O advogado preso é acusado de ter disparado tiros de revólver em sua residência na Rua Barão de Miracema, próximo a 134ª Delegacia Policial, na noite do último domingo (22), para assustar cães que estariam a lhe incomodar com seus latidos. Após passar uma noite na Casa de Custódia, ele foi coloca em liberdade após decisão judicial nesta terça-feira (24)
A polícia afirma que não houve caracterização da inviolabilidade, uma vez que o mandado de busca e apreensão não estava relacionado à atividade profissional do advogado.

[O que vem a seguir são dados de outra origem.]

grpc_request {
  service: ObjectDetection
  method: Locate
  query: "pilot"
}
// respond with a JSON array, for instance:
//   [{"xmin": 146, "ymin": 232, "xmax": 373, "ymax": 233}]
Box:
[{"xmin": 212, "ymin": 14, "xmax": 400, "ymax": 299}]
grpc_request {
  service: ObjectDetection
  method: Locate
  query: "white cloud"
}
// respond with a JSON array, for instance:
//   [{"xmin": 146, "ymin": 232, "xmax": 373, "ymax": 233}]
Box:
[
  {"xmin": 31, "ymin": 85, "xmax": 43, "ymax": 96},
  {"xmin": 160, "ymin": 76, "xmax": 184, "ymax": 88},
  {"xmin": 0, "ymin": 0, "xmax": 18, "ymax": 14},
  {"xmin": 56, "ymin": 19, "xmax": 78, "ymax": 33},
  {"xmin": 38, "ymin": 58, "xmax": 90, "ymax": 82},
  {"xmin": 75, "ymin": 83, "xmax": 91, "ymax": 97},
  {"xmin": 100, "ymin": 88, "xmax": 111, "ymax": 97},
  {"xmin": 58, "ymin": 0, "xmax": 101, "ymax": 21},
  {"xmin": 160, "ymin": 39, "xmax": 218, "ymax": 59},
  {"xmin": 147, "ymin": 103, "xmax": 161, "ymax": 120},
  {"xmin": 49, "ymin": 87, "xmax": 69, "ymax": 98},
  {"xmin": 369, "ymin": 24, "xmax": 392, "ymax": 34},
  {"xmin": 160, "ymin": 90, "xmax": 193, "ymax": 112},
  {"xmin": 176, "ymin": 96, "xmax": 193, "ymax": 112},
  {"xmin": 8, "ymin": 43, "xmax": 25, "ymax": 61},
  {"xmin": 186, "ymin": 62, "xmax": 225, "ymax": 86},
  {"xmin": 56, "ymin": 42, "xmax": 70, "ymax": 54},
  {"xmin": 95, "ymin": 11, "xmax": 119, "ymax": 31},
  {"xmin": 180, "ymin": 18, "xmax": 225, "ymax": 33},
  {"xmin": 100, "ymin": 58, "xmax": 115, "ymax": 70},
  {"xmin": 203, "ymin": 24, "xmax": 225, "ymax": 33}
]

O advogado foi acusado de tentar interferir nos depoimentos do policial militar Cláudio Santos Amorim, dizendo o que ele devia ou não devia dizer, quando foi advertido pelo policial civil Thiago do Nascimento, ocasião em que teria desacatado o policial civil, dizendo que “tinha 40 anos de advocacia e que o policial não era ninguém".